The rest of the crew consisted of three other does, of as diverse genetics as was available. Because while one buck could sire any number of kids
, one doe was limited to one, two, or three at a time. Each doe's offspring needed to be somewhat different from the others, to reduce the impact of inbreeding. A viable herd could be generated several times as rapidly starting with does. Doe would have to share Buck, which she didn't mind doing for the sake of the herd.
The journey itself was the least arduous thing about the mission. They all went into stasis, so as to survive the rigors of acceleration and the passage of thousands of years, while the machines governed the ship. This also saved food, and prevented them from aging. The machines would wake them when the appropriate time came. If there were a malfunction along the way, they would never know it.
Each stepped into his or her stasis unit. And out again. Doe looked at her emerging companions. Had the units failed to operate? No, the vision screen showed a completely different planet, and the chronometer indicated the passage of almost three thousand years.

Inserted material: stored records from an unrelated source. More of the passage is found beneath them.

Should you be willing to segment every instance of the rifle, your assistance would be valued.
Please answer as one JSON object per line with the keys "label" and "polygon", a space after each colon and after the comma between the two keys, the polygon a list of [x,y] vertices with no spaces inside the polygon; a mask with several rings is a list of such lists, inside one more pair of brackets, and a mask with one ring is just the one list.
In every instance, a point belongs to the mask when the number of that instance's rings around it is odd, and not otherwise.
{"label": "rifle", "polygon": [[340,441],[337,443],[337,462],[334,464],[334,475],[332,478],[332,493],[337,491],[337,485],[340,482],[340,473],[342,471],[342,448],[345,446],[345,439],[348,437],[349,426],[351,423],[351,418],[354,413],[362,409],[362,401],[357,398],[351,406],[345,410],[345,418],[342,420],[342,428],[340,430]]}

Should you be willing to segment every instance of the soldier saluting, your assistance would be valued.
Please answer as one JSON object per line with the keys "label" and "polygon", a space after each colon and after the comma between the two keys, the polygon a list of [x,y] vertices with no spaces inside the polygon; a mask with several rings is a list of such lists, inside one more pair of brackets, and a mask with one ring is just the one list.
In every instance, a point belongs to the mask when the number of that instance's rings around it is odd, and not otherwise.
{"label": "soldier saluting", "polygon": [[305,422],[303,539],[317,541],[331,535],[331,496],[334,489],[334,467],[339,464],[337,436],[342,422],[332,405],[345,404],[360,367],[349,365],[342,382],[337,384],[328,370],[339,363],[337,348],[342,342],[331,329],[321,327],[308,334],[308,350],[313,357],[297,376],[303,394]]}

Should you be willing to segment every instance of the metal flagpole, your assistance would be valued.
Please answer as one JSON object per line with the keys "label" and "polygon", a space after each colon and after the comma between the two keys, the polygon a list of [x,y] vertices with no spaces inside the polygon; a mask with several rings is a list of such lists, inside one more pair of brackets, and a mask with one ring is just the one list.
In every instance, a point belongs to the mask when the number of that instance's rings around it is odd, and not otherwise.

They had arrived, intact and operational.
Now they oriented on the prospect world. All its promise was not only realized, but expanded. There was life here, and there were goats. There were also apes, that crowded into monstrous cities. What was their purpose? Maybe as workers for the goats. They would send a lifeship to a goat area, avoiding the apes, and try to establish contact. This was a dangerous sub-mission, but essential to the larger effort. No enclave could be established blindly.
One person would go first to survey the geography and collect the necessary background data. One of the females, as the lone male could not be risked. That one would have a data machine to artificially enhance her mind to near sapience. The others would return to stasis for six months while that one prepared the way. Then that one would return to the ship, deliver her data, and they would together decide their proper course.
But who would take that formidable risk? /I will, Doe thought.
Buck wanted to protest, as she was the one he loved, but he could not in conscience do so. He had to play fair. But he did give her one thing: a capsule memory of the mission and their personal relationship, which she could invoke at need or preference. Meanwhile she would proceed without that distraction, focusing exclusively on the spot data mission.